A) Using MRI instead of CT as initial imaging
B) Focusing solely on NCCT without vascular imaging when large vessel occlusion is suspected
C) Obtaining GRE sequences
D) Using contrast for CTA
E) Performing imaging before clinical examination
Correct Answer: B
Explanation: Focusing solely on NCCT without vascular imaging may miss large vessel occlusions requiring endovascular therapy 2. This represents a critical missed opportunity for potentially life-saving intervention.
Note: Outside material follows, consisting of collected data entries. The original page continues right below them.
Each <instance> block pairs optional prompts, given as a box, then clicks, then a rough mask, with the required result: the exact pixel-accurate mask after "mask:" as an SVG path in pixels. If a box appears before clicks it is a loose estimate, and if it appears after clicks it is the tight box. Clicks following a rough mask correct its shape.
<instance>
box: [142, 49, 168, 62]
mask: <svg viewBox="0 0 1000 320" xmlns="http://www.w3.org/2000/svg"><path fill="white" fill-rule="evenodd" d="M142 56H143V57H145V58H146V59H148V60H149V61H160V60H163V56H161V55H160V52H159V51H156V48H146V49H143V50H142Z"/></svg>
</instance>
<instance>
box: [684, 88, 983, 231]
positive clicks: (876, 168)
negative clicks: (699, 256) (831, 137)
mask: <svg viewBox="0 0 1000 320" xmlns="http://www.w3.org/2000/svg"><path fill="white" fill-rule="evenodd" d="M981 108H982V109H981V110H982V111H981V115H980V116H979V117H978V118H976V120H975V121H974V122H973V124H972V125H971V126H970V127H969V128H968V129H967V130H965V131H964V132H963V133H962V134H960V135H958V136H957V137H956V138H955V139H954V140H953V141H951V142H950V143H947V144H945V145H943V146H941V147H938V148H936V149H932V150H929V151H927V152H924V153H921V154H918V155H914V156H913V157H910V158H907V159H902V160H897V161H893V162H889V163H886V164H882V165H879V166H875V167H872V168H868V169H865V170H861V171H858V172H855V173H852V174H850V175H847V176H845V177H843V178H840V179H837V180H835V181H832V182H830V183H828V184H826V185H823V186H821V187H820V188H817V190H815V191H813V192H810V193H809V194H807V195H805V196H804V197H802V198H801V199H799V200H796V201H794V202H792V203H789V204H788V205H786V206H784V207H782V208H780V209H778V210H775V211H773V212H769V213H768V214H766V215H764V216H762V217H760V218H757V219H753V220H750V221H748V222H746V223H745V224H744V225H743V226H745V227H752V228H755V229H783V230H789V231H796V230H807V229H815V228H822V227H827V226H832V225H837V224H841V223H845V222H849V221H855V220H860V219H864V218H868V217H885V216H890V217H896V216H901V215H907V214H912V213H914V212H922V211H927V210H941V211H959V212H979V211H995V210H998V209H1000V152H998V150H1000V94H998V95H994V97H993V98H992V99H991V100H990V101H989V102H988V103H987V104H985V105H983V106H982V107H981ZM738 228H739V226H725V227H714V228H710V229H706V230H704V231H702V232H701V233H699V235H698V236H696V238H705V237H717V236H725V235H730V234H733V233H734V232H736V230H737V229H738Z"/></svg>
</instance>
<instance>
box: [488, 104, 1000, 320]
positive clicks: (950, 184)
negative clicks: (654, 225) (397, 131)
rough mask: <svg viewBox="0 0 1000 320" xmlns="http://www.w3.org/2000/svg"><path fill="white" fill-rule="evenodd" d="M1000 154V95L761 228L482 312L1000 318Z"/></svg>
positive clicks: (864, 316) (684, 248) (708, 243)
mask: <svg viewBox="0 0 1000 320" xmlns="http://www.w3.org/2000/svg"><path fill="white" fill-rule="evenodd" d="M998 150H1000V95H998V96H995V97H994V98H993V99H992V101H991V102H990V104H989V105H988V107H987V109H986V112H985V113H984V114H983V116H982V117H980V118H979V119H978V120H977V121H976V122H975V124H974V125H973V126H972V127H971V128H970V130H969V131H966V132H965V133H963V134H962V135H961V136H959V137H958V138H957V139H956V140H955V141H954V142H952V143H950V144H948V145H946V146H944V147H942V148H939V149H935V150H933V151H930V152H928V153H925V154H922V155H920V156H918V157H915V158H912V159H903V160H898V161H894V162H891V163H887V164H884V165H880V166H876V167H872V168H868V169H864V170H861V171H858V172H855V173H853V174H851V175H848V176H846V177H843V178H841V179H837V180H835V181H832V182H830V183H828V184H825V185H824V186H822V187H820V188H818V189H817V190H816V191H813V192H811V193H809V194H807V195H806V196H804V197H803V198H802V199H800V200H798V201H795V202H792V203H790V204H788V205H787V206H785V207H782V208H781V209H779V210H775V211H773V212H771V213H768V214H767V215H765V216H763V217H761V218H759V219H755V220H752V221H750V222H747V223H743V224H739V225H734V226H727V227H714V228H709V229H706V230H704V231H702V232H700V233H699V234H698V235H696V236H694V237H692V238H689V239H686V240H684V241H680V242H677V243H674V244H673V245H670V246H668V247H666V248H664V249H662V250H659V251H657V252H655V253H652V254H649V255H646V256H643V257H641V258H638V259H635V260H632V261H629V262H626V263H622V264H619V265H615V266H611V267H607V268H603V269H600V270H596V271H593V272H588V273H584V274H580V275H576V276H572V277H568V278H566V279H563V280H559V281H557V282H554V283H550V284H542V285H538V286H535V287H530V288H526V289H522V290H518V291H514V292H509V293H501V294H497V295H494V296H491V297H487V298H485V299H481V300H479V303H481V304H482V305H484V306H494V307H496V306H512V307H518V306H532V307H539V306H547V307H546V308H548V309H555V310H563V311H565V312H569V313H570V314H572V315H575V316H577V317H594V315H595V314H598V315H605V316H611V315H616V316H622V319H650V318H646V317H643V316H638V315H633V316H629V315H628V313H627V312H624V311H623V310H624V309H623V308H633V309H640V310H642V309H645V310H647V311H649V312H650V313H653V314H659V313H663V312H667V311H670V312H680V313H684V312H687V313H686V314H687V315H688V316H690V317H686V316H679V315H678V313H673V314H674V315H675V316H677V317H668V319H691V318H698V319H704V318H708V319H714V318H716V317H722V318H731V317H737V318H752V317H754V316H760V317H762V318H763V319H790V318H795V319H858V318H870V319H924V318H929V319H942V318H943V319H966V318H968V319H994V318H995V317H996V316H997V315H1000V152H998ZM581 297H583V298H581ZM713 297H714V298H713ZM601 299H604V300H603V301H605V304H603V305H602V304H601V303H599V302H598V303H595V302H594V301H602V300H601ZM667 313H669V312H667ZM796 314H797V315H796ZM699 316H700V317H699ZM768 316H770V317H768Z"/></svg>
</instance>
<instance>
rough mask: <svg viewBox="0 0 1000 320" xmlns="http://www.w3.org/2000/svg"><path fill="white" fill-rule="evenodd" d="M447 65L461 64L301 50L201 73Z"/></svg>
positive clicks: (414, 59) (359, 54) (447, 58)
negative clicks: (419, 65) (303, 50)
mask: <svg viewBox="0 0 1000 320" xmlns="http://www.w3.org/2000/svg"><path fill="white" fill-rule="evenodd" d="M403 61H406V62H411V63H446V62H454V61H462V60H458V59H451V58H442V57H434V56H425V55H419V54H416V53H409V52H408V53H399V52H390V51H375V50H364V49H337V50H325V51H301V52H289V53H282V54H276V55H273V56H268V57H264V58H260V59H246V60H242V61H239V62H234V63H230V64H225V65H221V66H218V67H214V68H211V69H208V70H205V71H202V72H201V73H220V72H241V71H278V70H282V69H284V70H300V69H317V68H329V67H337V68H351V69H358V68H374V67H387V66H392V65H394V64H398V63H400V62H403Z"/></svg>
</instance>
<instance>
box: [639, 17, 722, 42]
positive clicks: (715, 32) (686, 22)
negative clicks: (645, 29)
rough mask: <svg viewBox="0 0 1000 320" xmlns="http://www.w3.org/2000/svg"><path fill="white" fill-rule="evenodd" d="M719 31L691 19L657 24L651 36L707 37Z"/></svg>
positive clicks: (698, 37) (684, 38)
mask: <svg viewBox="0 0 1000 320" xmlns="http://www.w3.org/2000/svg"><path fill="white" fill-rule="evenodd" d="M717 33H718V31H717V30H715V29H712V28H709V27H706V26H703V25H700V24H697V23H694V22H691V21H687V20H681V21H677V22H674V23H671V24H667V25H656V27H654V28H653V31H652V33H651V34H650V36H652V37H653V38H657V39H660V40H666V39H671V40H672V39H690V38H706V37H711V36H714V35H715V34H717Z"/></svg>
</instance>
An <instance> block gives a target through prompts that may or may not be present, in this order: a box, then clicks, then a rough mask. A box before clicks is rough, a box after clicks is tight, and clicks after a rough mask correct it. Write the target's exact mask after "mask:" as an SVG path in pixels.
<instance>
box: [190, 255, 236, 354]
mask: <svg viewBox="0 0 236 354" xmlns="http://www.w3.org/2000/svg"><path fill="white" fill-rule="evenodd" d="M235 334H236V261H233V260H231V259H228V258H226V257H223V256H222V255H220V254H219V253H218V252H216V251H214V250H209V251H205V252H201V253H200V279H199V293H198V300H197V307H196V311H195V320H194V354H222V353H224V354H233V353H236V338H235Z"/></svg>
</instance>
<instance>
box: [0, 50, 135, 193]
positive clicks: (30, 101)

For patients who are endovascular therapy candidates, vascular imaging is strongly recommended during initial evaluation 1, 2. The detection of large vessel occlusion significantly influences treatment decisions, as these patients may benefit from mechanical thrombectomy even beyond the IV tPA window 1. However, the key caveat is that obtaining advanced imaging must be balanced against the time-sensitive nature of reperfusion therapies 2. A standardized imaging approach should be selected upfront, with all studies performed in as few sessions as possible to avoid treatment delays 1.